Ruralizing Urbanisation:
Homesteads, Subjectivities, and Subversions in China's Growing Cities

UKRI ESRC Funded PhD Research at University College London
+ Master's Dissertation at University of Oxford

China's dramatic urbanization since the 1980s has fundamentally altered the physical, ecological and social dynamics of its cities and landscapes. While scholars have largely focused on the power of the state within this apparently top-down process, this project argues that it is equally important to understand the agency of the individual citizen. Through the phenomenon of chengshi kaihuang ("urban homesteading") this project investigates the emergence of a bottom-up countermovement of urban ruralization that challenges Western conceptions of urban agency and ecology.

Presented at the 2022 Royal Geographical Society Annual International Conference and exhibited at Cornell University Department of Architecture, Art, and Planning

Cities Gone Wild:
Understanding Urban Homesteads Through Remote Sensing

Funded Fellowship Design Research at Cornell University
+ Remote Sesnsing Research Project at University of Oxford

Through remote sensing analysis of chengshi kaihuang ("urban homesteading"), this study demonstrates that the massive urbanisation of the rural can create a bottom-up countermovement of ruralization. Taking Wuhan as the study area, this study the first to leverage hyperspectral remote sensing data from the Sentinel-2 and Landsat-8 missions in conjunction with machine learning algorithms to study the spatial, temporal, and ecological dynamics of urban homesteading. The study shows that urban homesteading has constituted ~5% of Wuhan’s urban center since 2017.

Presented at the 2023 International Geoscience and Remote Sensing Symposium

Breaking into Silence

College of Architecture, Art, and Planning, Cornell University
There is a story that seem to emerge time and time again within contemporary narratives of crises - where severe lack and severe excess exist paradoxically at the same time. Waste, one of the most dire issues of our time, is marked by this paradox. From food deserts to homelessness, crises of waste frequently originate from the inequitable distribution of resources rooted in underlying social prejudice and discrimination. This dissertation examines the entanglements between three parallel crises, urban dereliction, immigration, and landfill, in a small town called Skive in Mid Jutland, Denmark and proposes an alternative model of urban agency and spacemaking that may modulate the existing entanglements between these three issues from vicious to virtuous.

The Wetland Guardians
of Jean-Lafitte

College of Architecture, Art, and Planning, Cornell University
From its location at the mouth of the Mississippi River on the US south coast, New Orleans has always been at risk of the devastation caused by hurricanes and cyclones. However within the last century, the erosion of coastal wetlands due to human interference has dramatically increased New Orleans's vulnerability to storms and flooding. In a site where human construction, from levees to oil canals, has nearly decimated the natural ecosystem, this proposal asks how can we rethink the act of construction to not only limit its damage but to enable acts of care between human communities and the environment.

Fluid Pavilion

College of Architecture, Art, and Planning, Cornell University
Designed with only 3 unit types, this experimental pavilion constructed from 213 individual PETG components explores the potential of thermoforming as a structural mechanism that can program memory, elasticity and strength into ordinary sheet plastic. By carefully embedding different types of 3D curvatures into sheet plastic, we were able to calibrate a spectrum of structural properties that made it possible to construct a 8’ tall pavilion from 0.75mm PETG sheets that is simultaneously rigid and fluid.

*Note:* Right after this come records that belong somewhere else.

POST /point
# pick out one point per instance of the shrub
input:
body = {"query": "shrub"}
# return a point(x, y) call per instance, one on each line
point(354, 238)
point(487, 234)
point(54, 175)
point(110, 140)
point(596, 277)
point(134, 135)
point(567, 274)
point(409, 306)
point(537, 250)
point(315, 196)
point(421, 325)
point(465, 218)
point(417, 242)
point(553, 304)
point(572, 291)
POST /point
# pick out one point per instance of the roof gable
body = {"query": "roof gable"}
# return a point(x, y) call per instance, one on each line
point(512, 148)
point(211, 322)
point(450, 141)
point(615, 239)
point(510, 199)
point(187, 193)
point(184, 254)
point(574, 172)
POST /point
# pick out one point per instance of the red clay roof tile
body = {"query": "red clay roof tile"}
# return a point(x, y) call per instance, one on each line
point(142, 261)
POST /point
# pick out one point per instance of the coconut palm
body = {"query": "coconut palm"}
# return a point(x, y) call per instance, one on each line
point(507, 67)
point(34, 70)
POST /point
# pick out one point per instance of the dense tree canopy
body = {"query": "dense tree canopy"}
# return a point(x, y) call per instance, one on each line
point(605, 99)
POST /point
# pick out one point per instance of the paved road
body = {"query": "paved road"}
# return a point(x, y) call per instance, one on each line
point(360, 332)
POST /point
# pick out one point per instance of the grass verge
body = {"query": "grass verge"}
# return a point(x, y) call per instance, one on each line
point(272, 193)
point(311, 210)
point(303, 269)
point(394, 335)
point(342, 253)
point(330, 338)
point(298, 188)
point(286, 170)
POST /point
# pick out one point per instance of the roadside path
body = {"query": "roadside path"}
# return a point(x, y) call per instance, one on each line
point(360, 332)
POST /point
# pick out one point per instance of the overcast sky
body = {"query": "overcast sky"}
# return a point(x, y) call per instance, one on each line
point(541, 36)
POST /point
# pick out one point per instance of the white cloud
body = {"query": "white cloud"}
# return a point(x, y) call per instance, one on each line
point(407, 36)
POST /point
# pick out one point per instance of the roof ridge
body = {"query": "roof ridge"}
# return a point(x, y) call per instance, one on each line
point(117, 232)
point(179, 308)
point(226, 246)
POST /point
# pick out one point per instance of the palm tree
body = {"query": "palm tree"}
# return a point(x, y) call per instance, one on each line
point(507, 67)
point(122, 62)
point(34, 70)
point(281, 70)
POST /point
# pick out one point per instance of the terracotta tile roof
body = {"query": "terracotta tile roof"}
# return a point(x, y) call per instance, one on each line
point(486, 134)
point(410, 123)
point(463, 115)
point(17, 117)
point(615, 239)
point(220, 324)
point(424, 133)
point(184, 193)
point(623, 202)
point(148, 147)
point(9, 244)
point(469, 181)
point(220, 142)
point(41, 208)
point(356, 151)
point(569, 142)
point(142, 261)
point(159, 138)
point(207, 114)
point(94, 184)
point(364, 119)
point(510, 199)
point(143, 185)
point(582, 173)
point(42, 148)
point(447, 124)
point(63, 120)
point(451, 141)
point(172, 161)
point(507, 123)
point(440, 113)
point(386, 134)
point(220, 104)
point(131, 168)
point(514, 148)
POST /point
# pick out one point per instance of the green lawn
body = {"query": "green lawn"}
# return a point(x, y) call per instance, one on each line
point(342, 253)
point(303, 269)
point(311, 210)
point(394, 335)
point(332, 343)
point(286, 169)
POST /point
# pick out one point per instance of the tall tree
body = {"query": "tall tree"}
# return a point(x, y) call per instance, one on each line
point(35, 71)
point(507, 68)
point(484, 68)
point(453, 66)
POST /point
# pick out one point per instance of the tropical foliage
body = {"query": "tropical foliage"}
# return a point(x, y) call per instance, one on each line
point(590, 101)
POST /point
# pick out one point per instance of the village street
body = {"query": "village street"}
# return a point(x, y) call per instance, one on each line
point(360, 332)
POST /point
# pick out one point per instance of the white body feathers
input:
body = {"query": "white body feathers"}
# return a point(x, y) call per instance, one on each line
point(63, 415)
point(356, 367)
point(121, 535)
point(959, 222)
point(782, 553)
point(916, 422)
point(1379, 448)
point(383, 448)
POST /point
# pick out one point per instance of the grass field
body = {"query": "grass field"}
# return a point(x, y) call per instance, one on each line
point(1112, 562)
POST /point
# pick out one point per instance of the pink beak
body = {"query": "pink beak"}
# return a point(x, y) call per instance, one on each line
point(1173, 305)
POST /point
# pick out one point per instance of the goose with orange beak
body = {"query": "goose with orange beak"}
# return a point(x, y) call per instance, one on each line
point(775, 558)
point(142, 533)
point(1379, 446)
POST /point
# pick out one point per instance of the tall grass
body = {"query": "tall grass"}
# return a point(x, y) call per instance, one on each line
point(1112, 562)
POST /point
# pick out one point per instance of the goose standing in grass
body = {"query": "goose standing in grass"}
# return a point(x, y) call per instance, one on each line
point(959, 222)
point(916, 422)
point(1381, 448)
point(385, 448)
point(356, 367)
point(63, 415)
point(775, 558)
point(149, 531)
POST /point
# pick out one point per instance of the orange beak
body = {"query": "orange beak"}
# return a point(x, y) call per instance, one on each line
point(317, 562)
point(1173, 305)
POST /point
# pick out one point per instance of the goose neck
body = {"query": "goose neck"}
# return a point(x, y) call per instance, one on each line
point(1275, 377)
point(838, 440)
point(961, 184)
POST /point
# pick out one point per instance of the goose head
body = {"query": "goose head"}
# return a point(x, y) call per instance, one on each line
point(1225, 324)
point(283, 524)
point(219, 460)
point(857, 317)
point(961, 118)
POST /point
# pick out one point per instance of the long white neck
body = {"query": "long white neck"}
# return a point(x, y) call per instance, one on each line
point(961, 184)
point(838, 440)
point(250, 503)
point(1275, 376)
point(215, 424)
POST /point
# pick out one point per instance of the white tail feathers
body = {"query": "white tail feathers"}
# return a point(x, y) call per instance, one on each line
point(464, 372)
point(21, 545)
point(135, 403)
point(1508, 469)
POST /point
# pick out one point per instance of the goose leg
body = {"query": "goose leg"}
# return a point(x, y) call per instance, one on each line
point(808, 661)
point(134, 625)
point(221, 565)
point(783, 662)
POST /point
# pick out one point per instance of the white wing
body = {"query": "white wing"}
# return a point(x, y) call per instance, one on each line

Published in 2015 Archdaily Best Student Works Worldwide, Rethinking the Future Best Temporary Structures, and Resoluciones Constructivas No Convencionales

City, Subversive

ARCH3308/3408/6308/6408 Architecture Culture and Society
+ Theory Seminar at Cornell University

As a profession that has historically been enamored with grand gestures and celebrations of singular figures of genius, architecture is undergoing a drastic shift towards broader community engagement and more inclusive forms of space-making. Yet, in order to create real, radical change and avoid the traps of superficial marketing strategies, it is crucial to take seriously the potential and agency of marginalized, overlooked communities and individuals and understand their existing influence and contributions in creating the urban environment. The goal of the seminar is to learn to understand the city through currently marginalized perspectives, opening up to subaltern, queer, more-than-human, senescent, minor, and other potentially “hidden” ways of understanding the city beyond the dominant academic narrative.

Geologies of Making + Reconfigurations

ARCH1101 + ARCH1102
First-Year Architecture Core Design Studios at Cornell University

First-year core design studios in Cornell University's Bachelor of Architecture professional degree program introduces students not only to architectural design but also to the culture of architecture studio, as well as fundamental skills. The first semester studio Geologies of Making aims to challenge students' preconceptions of what architecture is by guiding them to discover form, logic, and composition through observation of geological landforms, exercise abstraction, and creating spatial designs for a visitor's center for said landscape. In the second semester Reconfigurations focuses on the study of regional building traditions to understand how different societies have developed construction techniques and spatial logics to survive and live in harmony with their environment.